WorldCom and Sprint yesterday said they are walking away from the troubled merger deal announced nine months ago.
The companies put out statements this morning saying the board of directors of WorldCom and Sprint "have acted to terminate their merger agreement".
"While we disagree with the conclusions reached by the Department of Justice on the competitive impact of the merger, litigation of those conclusions in federal court is not a realistic alternative. The Justice Department said it would not be able to go to trial before January 2001. Approval of the merger by the Federal Communications Commission and the European Commission would still be needed after the successful conclusion of the trial," a separate statement from Sprint chairman and CEO William Esrey said.
On October 5 of last year, WorldCom president and CEO Bernard Ebbers and Esrey confidently announced the proposed merger of the two companies. The deal, valued at $US129 billion, the largest in history, would sail through regulator approval by this time, both companies portended.

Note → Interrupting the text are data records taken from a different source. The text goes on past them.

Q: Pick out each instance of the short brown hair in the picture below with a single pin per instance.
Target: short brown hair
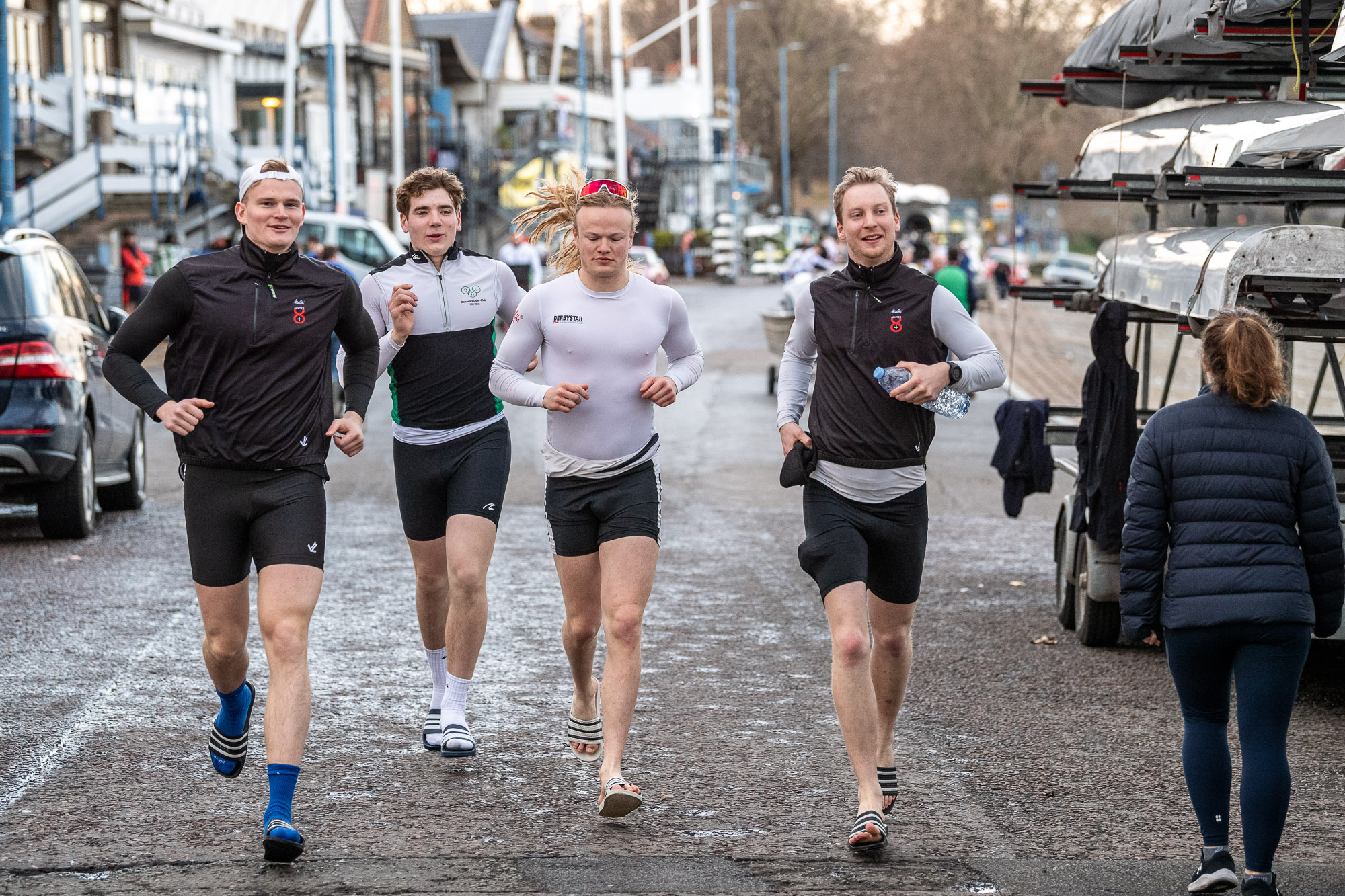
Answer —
(426, 179)
(1242, 353)
(856, 177)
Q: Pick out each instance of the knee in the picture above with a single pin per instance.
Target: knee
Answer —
(851, 646)
(623, 626)
(287, 639)
(896, 643)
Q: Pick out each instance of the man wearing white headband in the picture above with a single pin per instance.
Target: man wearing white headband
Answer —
(249, 404)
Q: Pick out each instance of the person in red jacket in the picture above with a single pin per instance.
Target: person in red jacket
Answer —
(134, 263)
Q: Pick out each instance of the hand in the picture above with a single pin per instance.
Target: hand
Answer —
(792, 434)
(349, 432)
(184, 416)
(661, 391)
(564, 397)
(926, 382)
(403, 307)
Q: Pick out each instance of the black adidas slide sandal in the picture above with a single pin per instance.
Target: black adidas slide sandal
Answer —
(233, 749)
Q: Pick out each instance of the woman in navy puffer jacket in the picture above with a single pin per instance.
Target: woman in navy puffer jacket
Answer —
(1231, 556)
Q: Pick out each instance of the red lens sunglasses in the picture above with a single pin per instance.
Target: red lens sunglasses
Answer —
(615, 188)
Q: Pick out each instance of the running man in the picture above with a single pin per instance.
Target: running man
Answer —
(599, 327)
(451, 446)
(864, 509)
(251, 408)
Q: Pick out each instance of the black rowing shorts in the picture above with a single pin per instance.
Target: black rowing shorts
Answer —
(584, 513)
(882, 545)
(240, 517)
(466, 475)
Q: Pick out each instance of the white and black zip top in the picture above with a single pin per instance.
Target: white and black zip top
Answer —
(440, 377)
(252, 333)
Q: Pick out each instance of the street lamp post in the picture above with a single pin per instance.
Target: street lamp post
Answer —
(785, 124)
(734, 119)
(833, 151)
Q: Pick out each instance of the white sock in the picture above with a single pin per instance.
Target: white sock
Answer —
(438, 673)
(455, 706)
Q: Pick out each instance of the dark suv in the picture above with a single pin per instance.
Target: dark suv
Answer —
(68, 440)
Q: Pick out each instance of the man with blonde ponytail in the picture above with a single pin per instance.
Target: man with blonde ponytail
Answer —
(599, 327)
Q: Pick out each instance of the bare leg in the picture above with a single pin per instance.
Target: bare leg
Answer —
(890, 667)
(225, 612)
(469, 546)
(287, 595)
(582, 583)
(852, 689)
(629, 567)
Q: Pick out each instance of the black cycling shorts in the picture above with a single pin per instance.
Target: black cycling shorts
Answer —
(882, 545)
(466, 475)
(584, 513)
(239, 517)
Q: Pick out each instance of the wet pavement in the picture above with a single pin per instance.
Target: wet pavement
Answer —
(1027, 768)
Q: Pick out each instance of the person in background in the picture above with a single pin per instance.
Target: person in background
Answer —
(688, 255)
(523, 259)
(329, 255)
(954, 279)
(134, 263)
(1231, 557)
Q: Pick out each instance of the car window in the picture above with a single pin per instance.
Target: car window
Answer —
(11, 287)
(362, 247)
(311, 231)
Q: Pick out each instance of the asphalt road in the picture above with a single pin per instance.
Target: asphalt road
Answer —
(1027, 768)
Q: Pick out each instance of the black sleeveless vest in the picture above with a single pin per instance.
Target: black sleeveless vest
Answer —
(867, 318)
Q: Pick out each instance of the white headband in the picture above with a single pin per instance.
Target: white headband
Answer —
(256, 174)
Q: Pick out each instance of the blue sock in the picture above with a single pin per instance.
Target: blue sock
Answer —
(233, 713)
(283, 779)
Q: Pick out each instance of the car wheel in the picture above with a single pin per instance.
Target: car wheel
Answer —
(67, 507)
(1065, 565)
(1097, 623)
(131, 494)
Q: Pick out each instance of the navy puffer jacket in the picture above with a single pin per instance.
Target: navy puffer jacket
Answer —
(1241, 505)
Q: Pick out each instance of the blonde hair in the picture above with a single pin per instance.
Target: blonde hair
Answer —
(422, 181)
(856, 177)
(558, 210)
(1242, 353)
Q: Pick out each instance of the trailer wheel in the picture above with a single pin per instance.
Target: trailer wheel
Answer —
(1065, 565)
(1098, 623)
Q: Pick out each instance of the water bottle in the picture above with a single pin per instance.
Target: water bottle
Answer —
(950, 403)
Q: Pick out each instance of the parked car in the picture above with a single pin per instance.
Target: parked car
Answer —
(649, 264)
(1070, 268)
(1005, 256)
(362, 244)
(69, 442)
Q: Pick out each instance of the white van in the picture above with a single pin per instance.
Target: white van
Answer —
(362, 244)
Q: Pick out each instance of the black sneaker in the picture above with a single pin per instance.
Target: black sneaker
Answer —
(1215, 874)
(1261, 885)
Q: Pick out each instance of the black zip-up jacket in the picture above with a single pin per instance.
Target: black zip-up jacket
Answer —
(867, 318)
(252, 333)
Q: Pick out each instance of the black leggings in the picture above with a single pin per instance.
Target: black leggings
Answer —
(1266, 661)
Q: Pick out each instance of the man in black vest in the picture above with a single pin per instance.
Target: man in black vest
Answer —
(249, 403)
(864, 506)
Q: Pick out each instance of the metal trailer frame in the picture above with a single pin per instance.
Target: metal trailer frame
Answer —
(1087, 579)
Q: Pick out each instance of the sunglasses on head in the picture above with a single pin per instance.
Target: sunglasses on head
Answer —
(615, 188)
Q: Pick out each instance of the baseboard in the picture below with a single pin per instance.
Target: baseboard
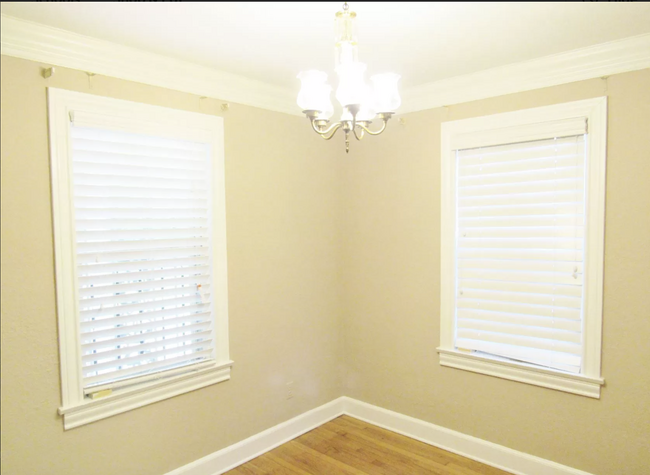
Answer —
(241, 452)
(495, 455)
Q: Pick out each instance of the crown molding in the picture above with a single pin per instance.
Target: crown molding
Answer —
(36, 42)
(44, 44)
(605, 59)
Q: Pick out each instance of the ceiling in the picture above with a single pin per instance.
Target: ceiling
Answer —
(273, 41)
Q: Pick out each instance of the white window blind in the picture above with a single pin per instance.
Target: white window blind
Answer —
(142, 223)
(520, 251)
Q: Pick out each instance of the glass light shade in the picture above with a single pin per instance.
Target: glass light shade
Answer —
(313, 93)
(386, 96)
(365, 114)
(352, 88)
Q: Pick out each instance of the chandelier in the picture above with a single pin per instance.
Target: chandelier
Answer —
(361, 103)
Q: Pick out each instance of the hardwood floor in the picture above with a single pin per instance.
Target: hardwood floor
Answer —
(349, 446)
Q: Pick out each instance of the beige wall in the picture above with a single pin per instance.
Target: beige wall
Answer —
(282, 191)
(392, 292)
(333, 268)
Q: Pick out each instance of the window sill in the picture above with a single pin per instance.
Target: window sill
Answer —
(126, 399)
(571, 383)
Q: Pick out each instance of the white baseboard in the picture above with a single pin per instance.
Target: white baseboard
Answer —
(480, 450)
(241, 452)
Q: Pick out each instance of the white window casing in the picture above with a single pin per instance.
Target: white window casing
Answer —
(140, 246)
(522, 245)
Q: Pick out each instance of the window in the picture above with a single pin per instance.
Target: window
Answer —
(139, 223)
(522, 243)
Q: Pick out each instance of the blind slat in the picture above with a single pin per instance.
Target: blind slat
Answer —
(551, 299)
(117, 257)
(144, 358)
(127, 351)
(198, 312)
(167, 363)
(144, 286)
(146, 329)
(553, 334)
(116, 273)
(142, 211)
(520, 250)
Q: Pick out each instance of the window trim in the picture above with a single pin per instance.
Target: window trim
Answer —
(521, 125)
(123, 115)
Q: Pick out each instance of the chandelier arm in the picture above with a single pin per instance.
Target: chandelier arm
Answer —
(377, 132)
(324, 133)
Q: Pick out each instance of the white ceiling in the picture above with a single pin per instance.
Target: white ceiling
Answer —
(273, 41)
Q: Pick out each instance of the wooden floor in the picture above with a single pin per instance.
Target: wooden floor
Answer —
(349, 446)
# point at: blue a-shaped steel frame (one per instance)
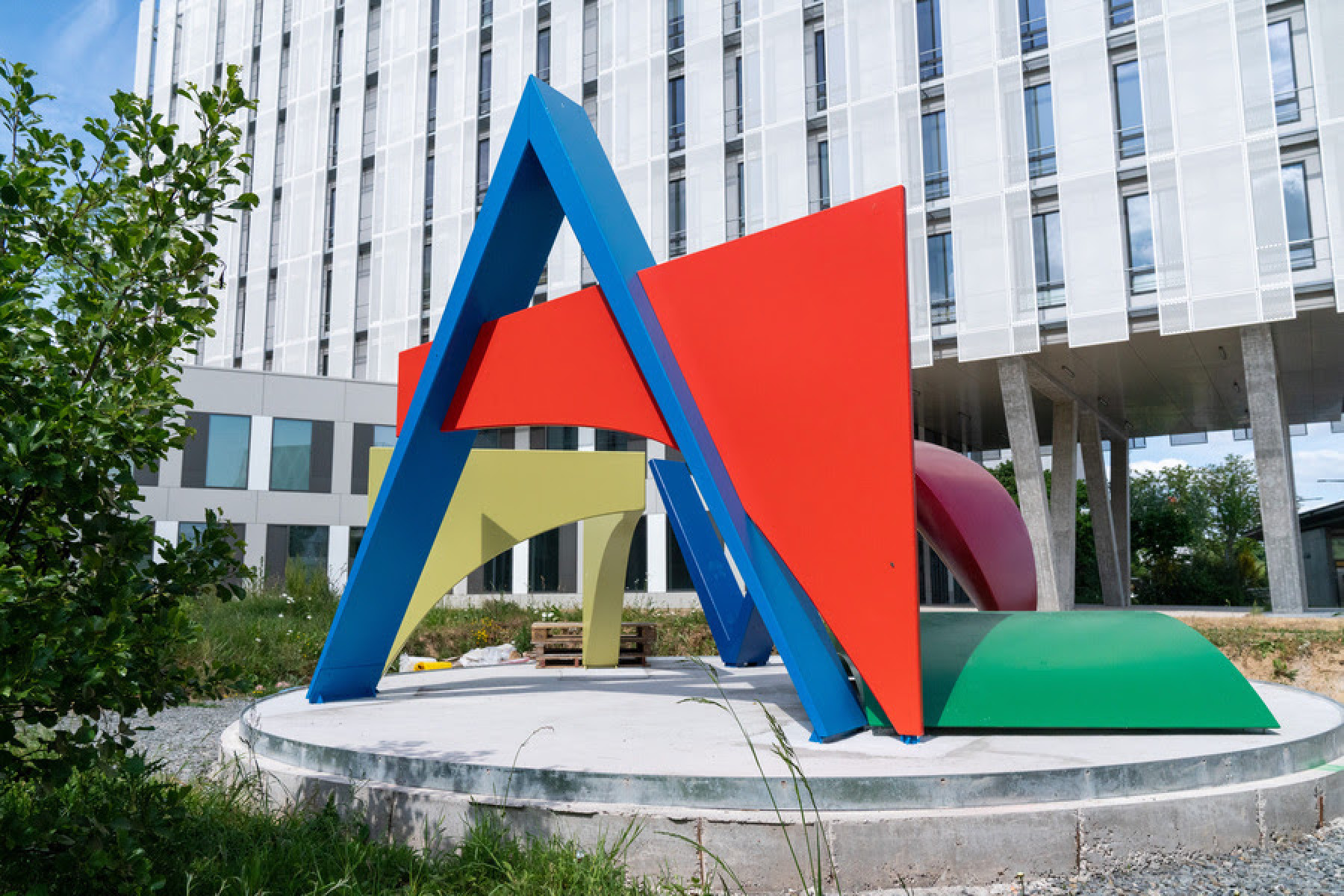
(734, 620)
(550, 168)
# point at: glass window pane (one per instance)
(308, 546)
(290, 454)
(1284, 72)
(1041, 131)
(226, 453)
(1129, 111)
(1300, 246)
(1139, 223)
(936, 155)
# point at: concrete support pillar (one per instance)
(1063, 496)
(1275, 472)
(1031, 479)
(1120, 508)
(1098, 500)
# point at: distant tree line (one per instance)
(1189, 535)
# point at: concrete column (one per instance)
(1031, 479)
(1120, 508)
(1063, 496)
(520, 567)
(1098, 500)
(1275, 472)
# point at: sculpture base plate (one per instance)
(586, 753)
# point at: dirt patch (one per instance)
(1307, 653)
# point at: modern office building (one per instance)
(1122, 214)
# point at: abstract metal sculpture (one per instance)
(777, 364)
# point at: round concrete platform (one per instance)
(582, 753)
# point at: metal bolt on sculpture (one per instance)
(779, 367)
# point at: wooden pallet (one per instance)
(561, 644)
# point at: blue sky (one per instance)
(85, 50)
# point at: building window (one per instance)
(290, 454)
(270, 314)
(432, 104)
(589, 40)
(735, 199)
(307, 547)
(544, 54)
(676, 114)
(732, 121)
(483, 94)
(676, 25)
(676, 217)
(1121, 13)
(1301, 249)
(1139, 245)
(337, 54)
(544, 561)
(816, 62)
(279, 172)
(332, 136)
(359, 366)
(326, 324)
(217, 455)
(936, 155)
(363, 281)
(942, 287)
(1048, 260)
(366, 205)
(370, 121)
(1284, 69)
(1041, 131)
(819, 175)
(732, 16)
(331, 215)
(483, 169)
(1129, 111)
(429, 187)
(1031, 13)
(366, 437)
(376, 35)
(929, 16)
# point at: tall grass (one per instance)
(129, 832)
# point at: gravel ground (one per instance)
(187, 742)
(186, 739)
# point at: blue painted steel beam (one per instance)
(553, 166)
(737, 626)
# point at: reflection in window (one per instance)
(929, 19)
(936, 155)
(308, 546)
(1048, 260)
(1284, 70)
(226, 452)
(1041, 131)
(290, 454)
(676, 217)
(1031, 13)
(942, 289)
(676, 114)
(1121, 13)
(1139, 245)
(1301, 250)
(1129, 111)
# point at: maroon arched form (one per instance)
(564, 363)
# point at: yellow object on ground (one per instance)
(505, 497)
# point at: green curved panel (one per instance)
(1078, 669)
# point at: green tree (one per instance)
(105, 272)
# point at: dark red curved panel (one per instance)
(972, 523)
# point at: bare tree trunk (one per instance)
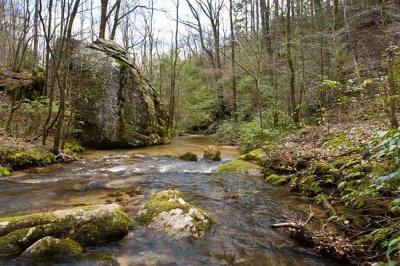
(173, 76)
(235, 111)
(393, 53)
(63, 88)
(116, 20)
(275, 59)
(352, 44)
(103, 19)
(293, 104)
(35, 38)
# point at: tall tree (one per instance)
(172, 96)
(233, 63)
(294, 110)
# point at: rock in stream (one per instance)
(168, 211)
(45, 233)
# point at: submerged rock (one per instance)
(88, 225)
(212, 153)
(52, 247)
(189, 156)
(168, 211)
(257, 156)
(115, 104)
(277, 180)
(241, 167)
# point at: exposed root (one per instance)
(322, 241)
(64, 158)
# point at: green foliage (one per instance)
(386, 146)
(249, 135)
(4, 171)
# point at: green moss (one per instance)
(167, 200)
(53, 247)
(25, 158)
(321, 169)
(9, 244)
(87, 225)
(239, 166)
(343, 161)
(72, 147)
(309, 185)
(189, 156)
(257, 156)
(5, 171)
(25, 221)
(212, 153)
(161, 201)
(277, 180)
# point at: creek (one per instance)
(240, 235)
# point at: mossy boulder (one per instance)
(322, 169)
(52, 247)
(4, 171)
(257, 156)
(88, 225)
(114, 102)
(189, 156)
(277, 180)
(22, 158)
(241, 167)
(212, 153)
(168, 211)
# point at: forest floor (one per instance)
(18, 153)
(329, 164)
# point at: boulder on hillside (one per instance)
(168, 211)
(115, 104)
(88, 225)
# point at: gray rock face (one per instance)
(115, 104)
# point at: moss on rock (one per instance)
(257, 156)
(52, 247)
(87, 225)
(321, 169)
(277, 180)
(212, 153)
(167, 211)
(240, 166)
(189, 156)
(18, 159)
(5, 171)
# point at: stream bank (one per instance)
(130, 177)
(332, 167)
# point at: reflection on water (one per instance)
(240, 235)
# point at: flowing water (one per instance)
(240, 235)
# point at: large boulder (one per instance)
(52, 247)
(88, 225)
(115, 104)
(168, 211)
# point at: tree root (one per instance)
(324, 242)
(64, 158)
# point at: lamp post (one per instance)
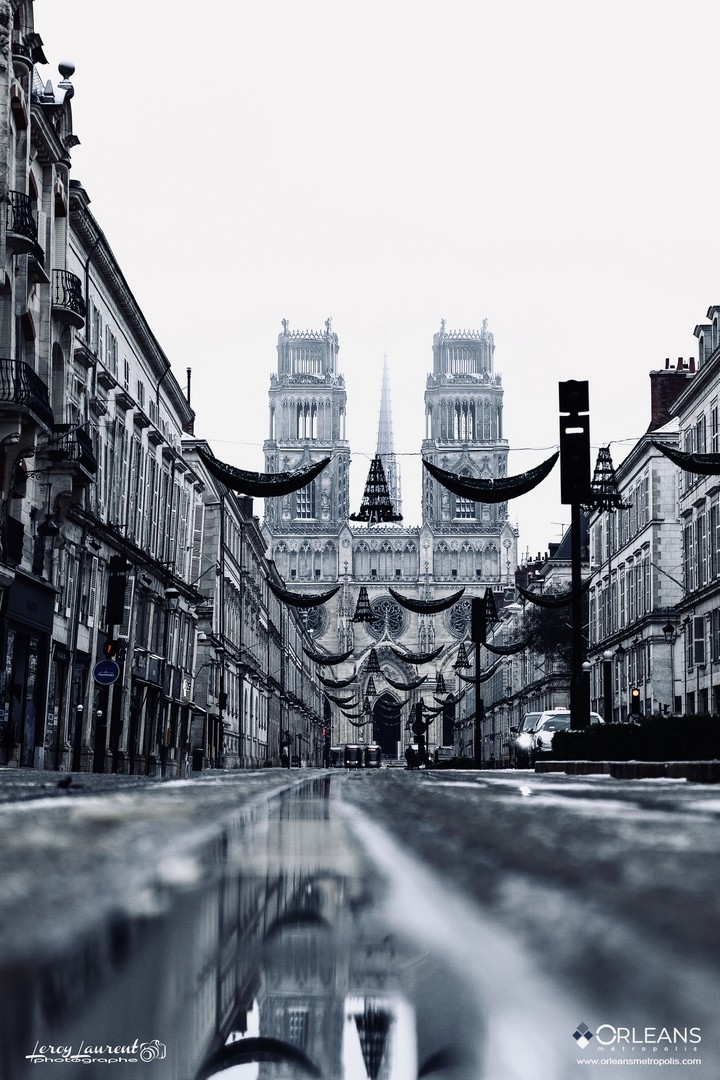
(607, 687)
(670, 635)
(586, 667)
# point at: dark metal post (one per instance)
(580, 691)
(607, 687)
(575, 490)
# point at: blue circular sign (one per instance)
(106, 672)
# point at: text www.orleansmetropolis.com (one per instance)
(638, 1061)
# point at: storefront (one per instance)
(26, 639)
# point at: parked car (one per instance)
(520, 744)
(543, 730)
(372, 756)
(353, 756)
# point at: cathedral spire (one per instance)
(385, 449)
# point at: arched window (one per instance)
(464, 508)
(283, 559)
(362, 561)
(385, 561)
(443, 559)
(304, 501)
(304, 561)
(329, 561)
(466, 562)
(409, 559)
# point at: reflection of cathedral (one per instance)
(459, 543)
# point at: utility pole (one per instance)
(575, 490)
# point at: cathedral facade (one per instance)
(394, 640)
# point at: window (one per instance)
(304, 502)
(110, 350)
(96, 332)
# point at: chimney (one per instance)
(665, 388)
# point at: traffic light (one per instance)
(574, 442)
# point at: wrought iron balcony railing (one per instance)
(22, 226)
(68, 302)
(22, 387)
(71, 444)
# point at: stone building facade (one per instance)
(459, 547)
(104, 514)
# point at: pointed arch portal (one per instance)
(386, 731)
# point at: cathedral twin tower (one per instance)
(313, 538)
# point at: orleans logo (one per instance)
(582, 1035)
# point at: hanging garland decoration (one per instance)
(452, 699)
(405, 686)
(426, 607)
(337, 684)
(345, 702)
(417, 658)
(485, 676)
(547, 599)
(350, 715)
(327, 658)
(395, 707)
(507, 650)
(492, 490)
(707, 464)
(302, 599)
(262, 485)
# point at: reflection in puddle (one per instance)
(324, 983)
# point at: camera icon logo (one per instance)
(152, 1051)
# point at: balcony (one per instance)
(22, 228)
(23, 388)
(68, 302)
(72, 445)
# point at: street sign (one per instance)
(106, 672)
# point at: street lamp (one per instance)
(669, 634)
(607, 686)
(586, 667)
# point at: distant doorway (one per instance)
(386, 724)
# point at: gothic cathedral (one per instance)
(392, 647)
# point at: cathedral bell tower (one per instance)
(463, 428)
(308, 404)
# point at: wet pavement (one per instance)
(380, 925)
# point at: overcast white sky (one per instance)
(551, 167)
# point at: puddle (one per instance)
(327, 983)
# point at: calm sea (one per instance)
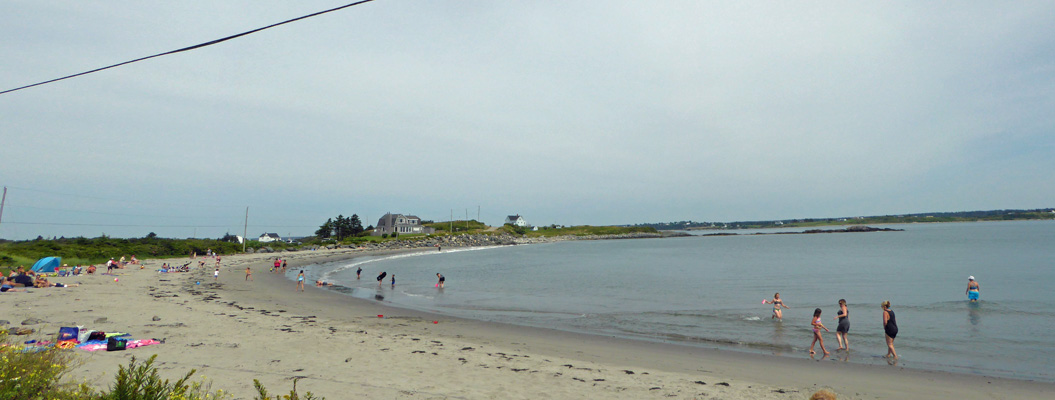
(708, 291)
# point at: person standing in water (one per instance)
(817, 332)
(890, 328)
(973, 289)
(778, 303)
(844, 325)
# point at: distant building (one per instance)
(400, 224)
(516, 221)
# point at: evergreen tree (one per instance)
(326, 229)
(357, 225)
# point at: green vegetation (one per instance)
(583, 230)
(83, 250)
(30, 375)
(463, 226)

But industry watchers immediately criticised the deal, claiming that WorldCom and Sprint's combined internet assets would raise eyebrows with regulators. WorldCom was already familiar with this problem. When WorldCom acquired MCI over two years ago, the companies had to divest MCI's entire internet business in order to gain regulatory approval.
And WorldCom and Sprint's internet assets were only the tip of the iceberg. Earlier this year, reports surfaced that made it clear that regulatory bodies in the US were not only concerned about the combined internet market share of the companies, but also the combined data and long-distance voice market share.
On June 27, the Justice Department announced it was filing suit to block the merger of the number two and the number three US service providers. On the same day, WorldCom and Sprint withdrew the proposed merger notification that they filed with the European Union, creating a pretty grim outlook for the successful conclusion of the deal, which is now officially dead.